The following command line will train FCOS_R_50_FPN_1x on 8 GPUs with Synchronous Stochastic Gradient Descent (SGD):

python -m torch.distributed.launch \
--nproc_per_node=8 \
--master_port=$((RANDOM + 10000)) \
tools/train_net.py \
--skip-test \
--config-file configs/fcos/fcos_R_50_FPN_1x_center_giou.yaml \
DATALOADER.NUM_WORKERS 2 \
OUTPUT_DIR training_dir/fcos_R_50_FPN_1x_center_giou

Note that:
1) If you want to use fewer GPUs, please change `--nproc_per_node` to the number of GPUs. No other settings need to be changed.
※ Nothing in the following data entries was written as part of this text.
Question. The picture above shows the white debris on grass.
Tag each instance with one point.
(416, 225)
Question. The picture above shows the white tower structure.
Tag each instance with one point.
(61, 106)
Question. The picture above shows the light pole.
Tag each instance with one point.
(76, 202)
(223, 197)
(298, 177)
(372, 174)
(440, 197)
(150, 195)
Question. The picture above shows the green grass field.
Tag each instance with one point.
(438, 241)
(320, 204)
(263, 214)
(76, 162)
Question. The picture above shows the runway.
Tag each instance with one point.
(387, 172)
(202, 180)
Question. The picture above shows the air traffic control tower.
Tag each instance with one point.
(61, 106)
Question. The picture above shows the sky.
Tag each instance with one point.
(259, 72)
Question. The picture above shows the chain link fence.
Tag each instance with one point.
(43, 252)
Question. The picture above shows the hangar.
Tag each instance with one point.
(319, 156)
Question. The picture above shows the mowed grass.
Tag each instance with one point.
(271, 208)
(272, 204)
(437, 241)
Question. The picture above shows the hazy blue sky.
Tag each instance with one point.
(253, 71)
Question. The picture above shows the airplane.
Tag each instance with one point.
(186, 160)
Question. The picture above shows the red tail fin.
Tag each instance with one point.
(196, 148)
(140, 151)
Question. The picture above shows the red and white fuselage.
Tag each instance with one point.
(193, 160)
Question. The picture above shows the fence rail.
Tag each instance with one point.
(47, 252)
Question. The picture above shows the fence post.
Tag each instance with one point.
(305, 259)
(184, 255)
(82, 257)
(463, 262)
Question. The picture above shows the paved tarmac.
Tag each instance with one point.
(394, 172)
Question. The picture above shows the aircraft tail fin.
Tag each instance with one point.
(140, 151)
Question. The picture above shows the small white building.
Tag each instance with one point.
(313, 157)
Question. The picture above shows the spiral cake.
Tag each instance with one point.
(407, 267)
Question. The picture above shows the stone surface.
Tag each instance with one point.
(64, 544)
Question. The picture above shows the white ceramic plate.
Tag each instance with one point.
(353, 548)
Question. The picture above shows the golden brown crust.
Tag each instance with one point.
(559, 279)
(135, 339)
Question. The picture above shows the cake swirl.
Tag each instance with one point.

The total batch size does not depends on `nproc_per_node`. If you want to change the total batch size, please change `SOLVER.IMS_PER_BATCH` in [configs/fcos/fcos_R_50_FPN_1x_center_giou.yaml](configs/fcos/fcos_R_50_FPN_1x_center_giou.yaml).
2) The models will be saved into `OUTPUT_DIR`.
3) If you want to train FCOS with other backbones, please change `--config-file`.

## Citations
Please consider citing original paper in your publications if the project helps your research.
```
@article{tian2019fcos,
title = {{FCOS}: Fully Convolutional One-Stage Object Detection},
author = {Tian, Zhi and Shen, Chunhua and Chen, Hao and He, Tong},
journal = {arXiv preprint arXiv:1904.01355},
year = {2019}
}
```

## License

For academic use, this project is licensed under the 2-clause BSD License - see the LICENSE file for details. For commercial use, please contact the authors.